What advice would you give those interested in following a similar path?
I would say just go for it. It’s really easy to tell yourself, “I’ll go when I have x amount of money,” or “I’ll go after I get some experience at this job,” whatever it is - you’ll keep making those excuses. I did it for a while and I regret not ignoring those voices and doing this sooner. Also, get your TEFL certification! If you come to Thailand, be prepared to just roll with the punches. They do things very differently here, and it often makes NO sense...but it will make for good stories for the grand babies, right?
What has been your funniest moment as a teacher in Bangkok? What do you believe will be most memorable about your experience?
We have this giant rain tree that covers a large majority of the school’s property, and one day during morning exercises underneath it, a live squirrel dropped from the top of the tree onto the students. I nearly fainted I laughed so hard. I also spotted a python in that tree after class one day...not as funny. I think I’ll certainly remember how deeply I already care for the Thais I work with every day - both kids and colleagues. Despite the language barrier, the love is tangible. It’s going to be tough to leave.
Travel has a tendency to look very glamorous, though that is not always the case. What types of challenges have you had during your travels?
You can say that again. There are the usual snags that, as a traveler, you anticipate and semi-prepare yourself for. However, I had a bit of extra bad luck my first few months here - I got hit by a car, had my first rent and deposit stolen, got fired, got extremely sick several times - it almost became comical; my luck was so bad. Also, it is very hard to be away in my late 20’s - at the moment I’m missing a lot of my best friends’ babies’ firsts and several weddings. I also am going to miss my parent’s 30th wedding anniversary. As independent as I am, I’m still pretty entwined in my family and close friends’ lives, so that is difficult to only really be able to experience those milestones through social media.
Of all the photos you’ve taken, which would you say is your favorite picture you’ve captured during your time teaching abroad?
This photo (see image above) was taken on a weekend trip to Ayutthaya and Lopburi. Lopburi has these macaques just wandering everywhere in town, and we came upon a large family group snacking on some noodles on the street. The monkey in the middle had a broken finger, and I snapped this photo at the precise moment that made it appear that he is giving me the finger, and his little friend to the left is quite shocked by it!
What advice would you give to those interested in traveling internationally but have no idea how to start?
Information is key.
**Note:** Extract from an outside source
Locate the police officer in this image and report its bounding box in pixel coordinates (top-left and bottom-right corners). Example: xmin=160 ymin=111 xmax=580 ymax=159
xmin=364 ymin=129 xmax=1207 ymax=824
Reach out to friends or friends of friends who have gone abroad, read blogs, search Google - the internet obviously is a treasure trove of useful information that will help you feel more comfortable about such a big decision.
What’s next for you?
I really don’t know. I love the school I’m at now and life is going well, but there’s still so much to see and photograph. High on the list before heading back to the states: motorcycle trip through Vietnam/Laos, move to New Zealand, head west and hit Nepal... Sri Lanka...Morocco (etc), trek Iceland.